Overall, housing prices rose 0.9 percent on year in November, picking up from October's 0.1 percent tick up, according to Reuters calculations based on the official data. Home prices also rose 0.3 percent from a month earlier, up from October's 0.2 percent rise, according to Reuters calculations.

That was boosted by big jumps in tier-one cities, with Beijing new home prices rising 7.7 percent on-year and Shanghai's climbing 13.1 percent.

China's property sector is a closely watched barometer for the mainland economy. The sector makes up around 15 percent of the China's gross domestic product (GDP), so any slowdown has widespread implications for the greater economy.

China property still attracting big money players

"Tier one cities - Beijing, Shanghai, Guangzhou, Shenzhen - are basically where prices have gone up very solidly recently, starting from probably April this year," Helen Qiao, Greater China chief economist at Bank of America Merrill Lynch, told CNBC Friday after the data were released. "If you look at tier two, tier three, especially tier three, tier four, those are the places where the inventory remains relatively high to the sales ratio and then prices are relatively stable. In some of them, you still see prices going down. "

She notes that while developers are still happy to add supply in tier-one cities, they're less willing in lower-tier cities.

Anecdotal evidence indicates the country still suffers from high vacancy rates in some regions, spurring accusations from China skeptics of a property bubble, but these so-called ghost towns are generally located well outside China's largest cities.

China's overall property market has shown signs of stabilizing, even in the more stagnant residential sector, with the government backtracking on some cooling measures it put in place to calm the previously overheated market. The People's Bank of China (PBOC) has also cut interest rates six times since November 2014.


Minimum down payments for second home buyers have already been cut three times this year, a move Moody's Investors Service has called credit positive for property developers amid expectations for higher housing sales.
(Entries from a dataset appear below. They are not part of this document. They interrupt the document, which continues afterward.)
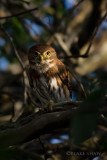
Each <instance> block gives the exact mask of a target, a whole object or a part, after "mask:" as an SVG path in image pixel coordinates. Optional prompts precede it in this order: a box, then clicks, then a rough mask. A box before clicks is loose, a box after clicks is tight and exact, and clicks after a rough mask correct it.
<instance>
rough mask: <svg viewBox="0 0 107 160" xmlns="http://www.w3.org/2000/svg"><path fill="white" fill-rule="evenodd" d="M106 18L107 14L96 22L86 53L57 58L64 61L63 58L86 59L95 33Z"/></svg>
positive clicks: (93, 40) (104, 15)
mask: <svg viewBox="0 0 107 160" xmlns="http://www.w3.org/2000/svg"><path fill="white" fill-rule="evenodd" d="M106 17H107V13H105V14H104V16H103V17H102V18H101V19H100V20H99V21H98V24H97V26H96V27H95V29H94V31H93V33H92V36H91V39H90V43H89V46H88V48H87V50H86V52H85V53H84V54H83V55H71V56H66V57H59V58H60V59H65V58H87V57H88V53H89V51H90V49H91V46H92V44H93V41H94V39H95V36H96V34H97V32H98V29H99V27H100V25H101V23H102V22H103V20H104V19H105V18H106Z"/></svg>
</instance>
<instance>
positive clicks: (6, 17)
mask: <svg viewBox="0 0 107 160" xmlns="http://www.w3.org/2000/svg"><path fill="white" fill-rule="evenodd" d="M35 10H38V8H37V7H36V8H32V9H29V10H26V11H23V12H20V13H17V14H14V15H10V16H6V17H0V20H1V19H9V18H13V17H18V16H21V15H23V14H26V13H29V12H32V11H35Z"/></svg>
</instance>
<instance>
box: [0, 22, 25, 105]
mask: <svg viewBox="0 0 107 160" xmlns="http://www.w3.org/2000/svg"><path fill="white" fill-rule="evenodd" d="M0 29H1V30H2V31H3V32H4V33H5V35H6V36H7V37H8V39H9V41H10V43H11V45H12V47H13V49H14V53H15V55H16V57H17V59H18V61H19V63H20V66H21V67H22V70H23V86H24V95H23V97H24V102H23V105H24V106H25V105H26V89H27V88H26V67H25V65H24V64H23V61H22V59H21V58H20V56H19V53H18V51H17V49H16V46H15V44H14V42H13V38H12V37H11V36H10V35H9V34H8V32H7V31H6V30H5V29H4V27H3V25H2V24H0Z"/></svg>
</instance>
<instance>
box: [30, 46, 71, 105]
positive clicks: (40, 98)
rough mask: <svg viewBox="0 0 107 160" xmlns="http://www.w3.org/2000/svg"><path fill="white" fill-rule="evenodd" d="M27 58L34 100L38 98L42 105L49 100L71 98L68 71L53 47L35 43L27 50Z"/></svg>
mask: <svg viewBox="0 0 107 160" xmlns="http://www.w3.org/2000/svg"><path fill="white" fill-rule="evenodd" d="M28 59H29V69H28V77H29V83H30V87H31V91H32V96H33V99H35V101H36V99H38V100H39V101H40V103H41V106H42V107H43V106H45V105H46V104H47V103H49V101H51V100H52V101H53V102H54V103H56V102H63V101H67V100H71V92H70V90H69V83H70V76H69V71H67V69H66V66H65V65H64V64H63V63H62V62H61V61H60V60H59V59H58V58H57V54H56V51H55V49H54V48H52V47H51V46H49V45H46V44H39V45H35V46H33V47H31V48H30V50H29V54H28Z"/></svg>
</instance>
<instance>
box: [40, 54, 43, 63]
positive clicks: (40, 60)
mask: <svg viewBox="0 0 107 160" xmlns="http://www.w3.org/2000/svg"><path fill="white" fill-rule="evenodd" d="M43 60H44V58H43V55H40V62H41V63H42V62H43Z"/></svg>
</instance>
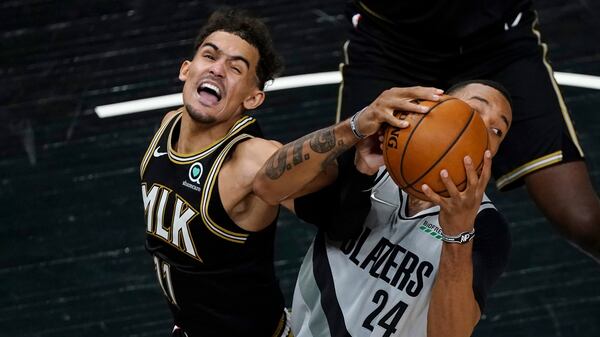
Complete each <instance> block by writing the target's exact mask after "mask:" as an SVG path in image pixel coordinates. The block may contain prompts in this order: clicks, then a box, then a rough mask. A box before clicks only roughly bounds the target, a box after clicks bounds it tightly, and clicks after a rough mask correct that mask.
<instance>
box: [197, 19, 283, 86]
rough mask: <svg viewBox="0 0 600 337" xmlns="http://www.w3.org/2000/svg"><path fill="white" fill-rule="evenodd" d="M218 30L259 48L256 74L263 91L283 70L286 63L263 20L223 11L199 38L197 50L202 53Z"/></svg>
mask: <svg viewBox="0 0 600 337" xmlns="http://www.w3.org/2000/svg"><path fill="white" fill-rule="evenodd" d="M216 31H224V32H227V33H231V34H235V35H237V36H239V37H240V38H242V39H243V40H244V41H246V42H248V43H249V44H251V45H252V46H254V47H255V48H256V49H258V54H259V59H258V66H257V68H256V75H257V77H258V82H259V83H258V87H259V88H260V89H261V90H262V89H264V87H265V83H266V82H267V81H269V80H272V79H274V78H275V77H276V76H278V75H279V74H280V73H281V72H282V71H283V61H282V60H281V57H280V56H279V55H277V53H276V52H275V48H274V47H273V41H272V40H271V34H270V33H269V29H268V28H267V26H266V25H265V24H264V23H263V22H262V21H261V20H260V19H258V18H256V17H254V16H252V15H250V14H249V13H248V12H247V11H245V10H242V9H233V8H221V9H219V10H217V11H215V12H214V13H213V14H212V15H211V16H210V17H209V18H208V21H207V22H206V24H204V26H202V28H201V29H200V32H199V33H198V36H196V42H195V44H194V51H196V50H198V47H200V45H202V43H203V42H204V39H206V37H207V36H209V35H210V34H212V33H214V32H216Z"/></svg>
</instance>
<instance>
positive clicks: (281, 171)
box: [265, 147, 287, 180]
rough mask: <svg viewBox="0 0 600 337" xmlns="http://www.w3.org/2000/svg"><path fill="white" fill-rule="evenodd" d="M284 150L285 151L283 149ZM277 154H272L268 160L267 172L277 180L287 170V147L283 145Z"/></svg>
mask: <svg viewBox="0 0 600 337" xmlns="http://www.w3.org/2000/svg"><path fill="white" fill-rule="evenodd" d="M282 150H283V151H282ZM279 151H280V152H279V153H278V154H277V155H273V156H271V158H269V160H268V161H267V168H266V170H265V173H266V174H267V177H269V178H271V180H275V179H277V178H279V177H281V175H282V174H283V172H285V166H286V160H287V149H284V148H283V147H282V148H281V149H280V150H279Z"/></svg>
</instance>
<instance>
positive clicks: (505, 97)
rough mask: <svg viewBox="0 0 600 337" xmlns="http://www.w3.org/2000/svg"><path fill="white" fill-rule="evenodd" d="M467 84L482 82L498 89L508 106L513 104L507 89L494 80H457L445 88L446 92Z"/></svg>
mask: <svg viewBox="0 0 600 337" xmlns="http://www.w3.org/2000/svg"><path fill="white" fill-rule="evenodd" d="M469 84H483V85H486V86H488V87H491V88H494V89H496V90H498V92H500V93H501V94H502V96H504V98H506V100H507V101H508V104H509V105H510V108H511V109H512V105H513V104H512V98H511V97H510V93H509V92H508V90H507V89H506V88H505V87H504V86H503V85H502V84H500V83H498V82H496V81H492V80H483V79H474V80H467V81H462V82H458V83H455V84H453V85H452V86H451V87H450V88H449V89H448V90H446V93H447V94H448V95H452V94H453V93H455V92H457V91H459V90H460V89H462V88H464V87H466V86H467V85H469Z"/></svg>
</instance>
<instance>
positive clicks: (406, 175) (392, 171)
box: [383, 96, 488, 200]
mask: <svg viewBox="0 0 600 337" xmlns="http://www.w3.org/2000/svg"><path fill="white" fill-rule="evenodd" d="M418 103H419V104H421V105H425V106H428V107H431V109H430V110H429V112H427V113H426V114H417V113H403V112H396V113H395V115H396V117H398V118H401V119H404V120H406V121H408V122H409V123H410V126H409V127H408V128H405V129H399V128H395V127H391V126H388V127H387V129H386V130H385V133H384V141H383V157H384V160H385V165H386V168H387V170H388V172H389V174H390V176H391V177H392V179H394V181H395V182H396V184H397V185H398V186H399V187H400V188H402V189H403V190H405V191H406V192H407V193H408V194H410V195H412V196H414V197H416V198H419V199H423V200H429V199H428V198H427V196H425V194H423V193H422V191H421V186H422V185H423V184H427V185H429V187H431V189H432V190H433V191H435V192H436V193H438V194H440V195H442V196H445V197H448V192H447V191H446V187H445V186H444V183H443V182H442V179H441V178H440V171H441V170H442V169H446V170H448V174H449V175H450V177H451V178H452V181H453V182H454V183H455V184H456V186H457V187H458V189H459V190H460V191H463V190H464V189H465V187H466V183H467V182H466V174H465V167H464V162H463V158H464V157H465V156H466V155H469V156H471V158H472V159H473V164H474V165H475V167H476V168H477V172H479V173H480V172H481V168H482V167H483V156H484V152H485V150H486V149H487V147H488V134H487V130H486V127H485V124H484V123H483V120H482V119H481V117H480V116H479V114H477V113H476V112H475V111H474V110H473V109H472V108H471V106H469V105H468V104H467V103H465V102H463V101H462V100H460V99H458V98H454V97H450V96H444V97H443V98H442V99H441V100H440V101H439V102H432V101H419V102H418Z"/></svg>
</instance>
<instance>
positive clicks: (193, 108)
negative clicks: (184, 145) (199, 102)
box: [185, 104, 217, 124]
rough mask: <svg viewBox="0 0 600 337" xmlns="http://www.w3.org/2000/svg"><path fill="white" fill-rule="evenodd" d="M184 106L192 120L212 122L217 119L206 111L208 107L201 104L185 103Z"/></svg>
mask: <svg viewBox="0 0 600 337" xmlns="http://www.w3.org/2000/svg"><path fill="white" fill-rule="evenodd" d="M185 108H186V110H187V111H188V114H189V115H190V118H192V120H194V121H195V122H197V123H201V124H212V123H214V122H216V121H217V119H216V117H215V116H212V115H211V114H210V112H209V111H207V110H209V109H210V108H207V107H202V106H200V107H198V106H193V105H191V104H186V105H185Z"/></svg>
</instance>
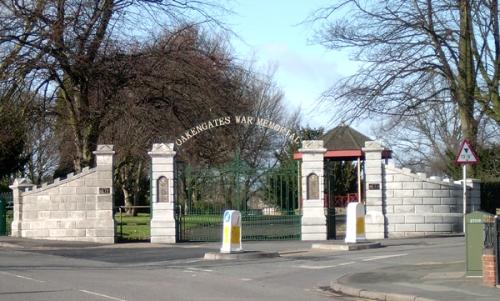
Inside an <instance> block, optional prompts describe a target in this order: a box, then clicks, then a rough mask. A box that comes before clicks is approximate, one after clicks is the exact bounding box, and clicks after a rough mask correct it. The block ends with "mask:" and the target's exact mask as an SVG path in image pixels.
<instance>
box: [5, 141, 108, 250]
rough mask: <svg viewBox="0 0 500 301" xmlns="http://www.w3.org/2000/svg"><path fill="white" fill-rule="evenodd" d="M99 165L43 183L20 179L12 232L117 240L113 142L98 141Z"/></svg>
mask: <svg viewBox="0 0 500 301" xmlns="http://www.w3.org/2000/svg"><path fill="white" fill-rule="evenodd" d="M94 154H95V156H96V167H95V168H91V169H89V168H84V169H83V170H82V172H81V173H79V174H73V173H70V174H68V175H67V177H66V178H64V179H55V180H54V182H53V183H51V184H47V183H45V184H42V185H41V186H40V187H35V186H34V185H32V184H30V183H28V181H26V179H16V180H15V181H14V183H13V185H12V186H10V188H11V189H12V190H13V196H14V218H13V221H12V236H17V237H26V238H33V239H53V240H70V241H91V242H98V243H114V240H115V224H114V219H113V155H114V151H113V146H112V145H98V146H97V150H96V151H95V152H94Z"/></svg>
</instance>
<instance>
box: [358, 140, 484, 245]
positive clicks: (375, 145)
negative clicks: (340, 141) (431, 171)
mask: <svg viewBox="0 0 500 301" xmlns="http://www.w3.org/2000/svg"><path fill="white" fill-rule="evenodd" d="M363 151H364V152H365V160H366V161H365V166H366V168H365V185H366V187H365V191H366V193H365V196H366V204H367V209H366V210H367V214H366V220H367V221H366V233H367V238H369V239H371V238H384V237H390V238H398V237H412V236H413V237H416V236H431V235H439V234H449V233H461V232H462V231H463V185H462V181H452V180H449V179H441V178H439V177H427V175H425V174H424V173H412V172H411V170H410V169H407V168H396V167H395V166H394V165H393V164H388V163H387V162H384V161H383V160H381V159H380V158H381V154H382V151H383V147H381V145H380V144H378V143H376V142H373V141H371V142H367V143H366V145H365V148H363ZM379 167H380V168H379ZM466 184H467V208H466V211H467V212H471V211H473V210H478V209H479V208H480V204H481V200H480V194H481V191H480V182H479V181H478V180H473V179H468V180H467V182H466Z"/></svg>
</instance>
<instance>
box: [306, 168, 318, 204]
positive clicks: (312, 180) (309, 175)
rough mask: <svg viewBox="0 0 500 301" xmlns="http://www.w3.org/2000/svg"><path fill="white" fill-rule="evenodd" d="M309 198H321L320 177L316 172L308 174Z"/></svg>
mask: <svg viewBox="0 0 500 301" xmlns="http://www.w3.org/2000/svg"><path fill="white" fill-rule="evenodd" d="M307 199H308V200H317V199H319V177H318V175H316V174H310V175H308V176H307Z"/></svg>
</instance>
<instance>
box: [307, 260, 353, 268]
mask: <svg viewBox="0 0 500 301" xmlns="http://www.w3.org/2000/svg"><path fill="white" fill-rule="evenodd" d="M355 263H356V262H354V261H348V262H343V263H339V264H335V265H299V266H298V267H299V268H301V269H307V270H323V269H331V268H336V267H341V266H345V265H350V264H355Z"/></svg>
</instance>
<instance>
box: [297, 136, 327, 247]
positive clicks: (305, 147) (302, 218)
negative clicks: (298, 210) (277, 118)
mask: <svg viewBox="0 0 500 301" xmlns="http://www.w3.org/2000/svg"><path fill="white" fill-rule="evenodd" d="M299 151H300V152H301V153H302V164H301V185H302V190H301V191H302V198H301V199H302V200H303V202H302V208H301V209H302V219H301V232H302V236H301V239H302V240H326V238H327V231H326V230H327V229H326V217H325V209H324V193H323V191H324V186H323V185H324V183H323V173H324V163H323V162H324V159H323V155H324V153H325V152H326V149H325V148H324V147H323V141H322V140H305V141H302V148H301V149H299Z"/></svg>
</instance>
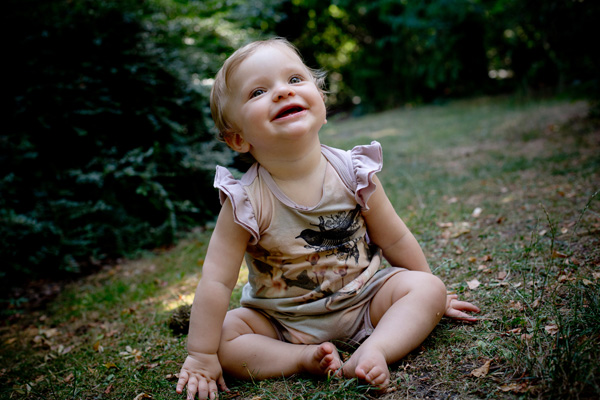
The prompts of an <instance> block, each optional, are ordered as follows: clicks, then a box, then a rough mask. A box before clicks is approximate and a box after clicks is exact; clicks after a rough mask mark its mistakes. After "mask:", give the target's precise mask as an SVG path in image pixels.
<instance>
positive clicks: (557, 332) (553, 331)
mask: <svg viewBox="0 0 600 400" xmlns="http://www.w3.org/2000/svg"><path fill="white" fill-rule="evenodd" d="M544 329H545V330H546V333H548V334H549V335H552V336H554V335H556V334H557V333H558V330H559V329H558V325H556V324H550V325H546V326H545V327H544Z"/></svg>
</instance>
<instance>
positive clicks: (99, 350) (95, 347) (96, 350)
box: [94, 340, 104, 353]
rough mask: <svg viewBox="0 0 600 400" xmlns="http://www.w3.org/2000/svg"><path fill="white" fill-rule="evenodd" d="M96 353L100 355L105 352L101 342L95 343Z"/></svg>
mask: <svg viewBox="0 0 600 400" xmlns="http://www.w3.org/2000/svg"><path fill="white" fill-rule="evenodd" d="M94 351H96V352H98V353H102V352H103V351H104V347H102V345H100V341H99V340H98V341H97V342H96V343H94Z"/></svg>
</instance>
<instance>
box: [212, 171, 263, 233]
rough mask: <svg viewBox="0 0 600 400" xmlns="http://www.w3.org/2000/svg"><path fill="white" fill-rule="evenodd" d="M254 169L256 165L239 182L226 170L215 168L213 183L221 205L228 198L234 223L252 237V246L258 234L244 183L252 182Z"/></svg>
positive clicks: (249, 201) (252, 211)
mask: <svg viewBox="0 0 600 400" xmlns="http://www.w3.org/2000/svg"><path fill="white" fill-rule="evenodd" d="M255 167H256V165H255V166H253V167H252V168H250V170H249V171H248V172H247V173H246V174H245V175H244V176H243V177H242V179H241V180H237V179H235V178H234V177H233V175H232V174H231V172H229V170H227V168H223V167H221V166H217V171H216V174H215V183H214V187H215V188H217V189H219V198H220V200H221V204H223V203H224V202H225V200H226V199H227V198H229V200H230V201H231V205H232V206H233V219H234V221H235V222H236V223H237V224H238V225H240V226H241V227H242V228H244V229H245V230H247V231H248V232H249V233H250V234H251V235H252V238H251V239H250V244H252V245H254V244H256V243H258V240H259V238H260V233H259V228H258V223H257V221H256V216H255V214H254V209H253V208H252V203H251V202H250V198H249V197H248V193H247V192H246V190H245V189H244V186H245V183H246V181H248V180H250V181H251V180H252V175H253V174H254V176H256V168H255Z"/></svg>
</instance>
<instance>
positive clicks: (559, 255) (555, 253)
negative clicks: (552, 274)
mask: <svg viewBox="0 0 600 400" xmlns="http://www.w3.org/2000/svg"><path fill="white" fill-rule="evenodd" d="M567 257H568V256H567V255H566V254H564V253H561V252H560V251H556V250H554V251H553V252H552V258H567Z"/></svg>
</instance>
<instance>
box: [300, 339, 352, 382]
mask: <svg viewBox="0 0 600 400" xmlns="http://www.w3.org/2000/svg"><path fill="white" fill-rule="evenodd" d="M301 364H302V365H301V370H303V371H305V372H308V373H310V374H314V375H330V374H338V373H339V370H340V368H341V367H342V361H341V359H340V355H339V353H338V351H337V349H336V348H335V346H334V345H333V344H332V343H329V342H325V343H321V344H319V345H311V346H307V347H306V352H305V357H304V359H303V360H302V362H301Z"/></svg>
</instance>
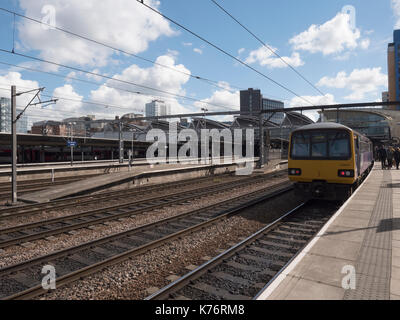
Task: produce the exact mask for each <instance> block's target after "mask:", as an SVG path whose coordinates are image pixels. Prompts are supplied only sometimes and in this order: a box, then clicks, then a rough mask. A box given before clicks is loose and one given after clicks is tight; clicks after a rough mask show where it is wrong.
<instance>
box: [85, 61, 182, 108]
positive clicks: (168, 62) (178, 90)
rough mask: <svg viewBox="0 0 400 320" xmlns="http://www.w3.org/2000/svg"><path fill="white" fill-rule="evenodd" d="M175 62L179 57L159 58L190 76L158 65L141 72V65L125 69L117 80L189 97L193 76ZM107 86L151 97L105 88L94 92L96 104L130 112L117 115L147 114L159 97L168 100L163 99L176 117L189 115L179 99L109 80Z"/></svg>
mask: <svg viewBox="0 0 400 320" xmlns="http://www.w3.org/2000/svg"><path fill="white" fill-rule="evenodd" d="M175 59H176V56H173V55H170V54H169V55H163V56H160V57H158V58H157V60H156V62H157V63H159V64H163V65H166V66H168V67H171V68H173V69H177V70H180V71H181V72H183V73H186V74H182V73H177V72H175V71H173V70H169V69H166V68H163V67H161V66H158V65H154V66H153V67H150V68H140V67H139V66H137V65H131V66H129V67H128V68H126V69H124V70H123V71H122V72H121V74H117V75H115V76H114V78H117V79H120V80H124V81H128V82H134V83H137V84H140V85H142V86H147V87H152V88H156V89H159V90H163V91H166V92H170V93H173V94H178V95H185V90H184V89H183V85H184V84H186V83H187V82H188V81H189V78H190V76H189V75H188V74H190V70H188V69H186V68H185V66H183V65H182V64H175ZM107 85H110V86H112V87H116V88H120V89H123V90H128V91H132V92H136V91H139V92H142V93H146V94H147V95H138V94H135V93H130V92H125V91H121V90H117V89H114V88H110V87H107V86H104V85H102V86H100V87H99V88H98V89H97V90H92V91H91V94H90V97H91V99H92V100H96V101H103V102H105V103H109V104H113V105H119V106H123V107H124V108H126V110H117V109H112V110H113V111H114V110H115V112H120V113H129V112H144V107H145V103H147V102H150V101H151V100H153V99H155V98H156V97H159V96H164V97H165V98H162V99H163V100H165V102H166V103H168V104H170V105H171V112H172V113H184V112H187V111H188V110H187V109H186V108H184V107H183V106H182V105H181V104H180V103H179V102H178V100H177V99H176V98H175V97H173V96H171V95H167V94H163V93H160V92H157V91H154V90H150V89H145V88H141V87H135V86H133V85H131V84H123V83H120V82H116V81H112V80H108V81H107ZM148 95H151V96H148Z"/></svg>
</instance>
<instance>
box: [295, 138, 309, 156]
mask: <svg viewBox="0 0 400 320" xmlns="http://www.w3.org/2000/svg"><path fill="white" fill-rule="evenodd" d="M292 141H293V143H292V152H291V153H292V154H291V157H292V158H308V157H309V156H310V135H309V134H303V133H298V134H295V135H293V140H292Z"/></svg>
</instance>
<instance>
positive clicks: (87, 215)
mask: <svg viewBox="0 0 400 320" xmlns="http://www.w3.org/2000/svg"><path fill="white" fill-rule="evenodd" d="M266 179H268V178H265V177H264V178H263V179H262V178H260V179H258V180H255V181H254V178H253V179H246V180H245V181H241V180H239V181H233V182H227V183H223V184H220V185H216V186H206V187H204V188H200V189H196V190H189V191H185V192H178V193H172V194H168V195H163V196H160V197H156V198H154V197H152V196H150V197H147V198H146V199H141V200H139V201H133V202H130V203H129V204H122V205H117V206H109V207H106V208H100V209H94V210H89V211H84V212H80V213H77V214H73V215H69V216H63V217H58V218H53V219H47V220H42V221H38V222H33V223H29V224H24V225H18V226H14V227H9V228H5V229H0V239H1V236H3V235H6V236H7V235H8V234H12V233H15V232H27V231H28V232H29V230H32V229H35V228H43V227H44V228H46V227H50V228H51V225H52V224H56V223H64V224H65V223H67V225H65V226H61V227H56V228H53V229H50V230H44V231H39V232H35V233H32V234H29V233H28V234H27V235H22V236H17V237H12V238H11V239H3V240H0V248H5V247H8V246H11V245H16V244H21V243H24V242H28V241H32V240H37V239H43V238H45V237H49V236H51V235H56V234H60V233H65V232H68V231H71V230H77V229H81V228H84V227H88V226H91V225H96V224H100V223H104V222H107V221H111V220H117V219H121V218H125V217H127V216H132V215H139V214H142V213H145V212H148V211H151V210H154V209H157V208H160V207H166V206H170V205H175V204H178V203H182V202H186V201H188V200H192V199H196V198H200V197H204V196H207V195H209V194H210V193H213V192H215V191H218V192H224V191H226V190H232V189H233V188H240V187H242V186H247V185H257V184H260V183H264V182H265V180H266ZM285 180H286V179H285ZM160 202H161V203H160ZM131 206H136V208H135V209H130V207H131ZM124 208H127V210H128V211H125V212H121V213H113V214H109V215H107V216H105V217H96V216H95V215H96V214H108V213H109V212H113V211H115V210H117V209H124ZM90 216H95V218H92V219H90ZM85 217H88V218H89V219H90V220H88V221H83V222H75V223H74V222H73V220H75V219H81V218H85ZM71 221H72V222H73V223H72V224H71Z"/></svg>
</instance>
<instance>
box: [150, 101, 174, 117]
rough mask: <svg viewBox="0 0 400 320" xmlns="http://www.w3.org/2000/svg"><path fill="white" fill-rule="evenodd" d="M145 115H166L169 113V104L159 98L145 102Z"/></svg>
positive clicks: (170, 111) (162, 115)
mask: <svg viewBox="0 0 400 320" xmlns="http://www.w3.org/2000/svg"><path fill="white" fill-rule="evenodd" d="M145 111H146V117H158V116H167V115H170V114H171V106H170V105H168V104H165V102H164V101H161V100H153V101H152V102H150V103H146V110H145Z"/></svg>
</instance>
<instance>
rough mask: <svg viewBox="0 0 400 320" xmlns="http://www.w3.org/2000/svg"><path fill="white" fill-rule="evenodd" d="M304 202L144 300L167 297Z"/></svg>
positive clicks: (257, 237) (211, 268)
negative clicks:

Analysts at BNP Paribas expect construction will begin to recovery in the second half of 2016 as the decline in land sales appears to be moderating.

But it noted that developers are cautious on new capex spending, especially in tier two and three cities, which make up more than 90 percent of the mainland's property investment by value.

"We expect policies aimed at accelerating inventory clearance in lower tier cities – including subsidies for rural populations to encourage home purchase, direct monetary compensation for households affected by urban relocations, and wider usage of provident funds for home purchases," BNP Paribas said in a note Friday.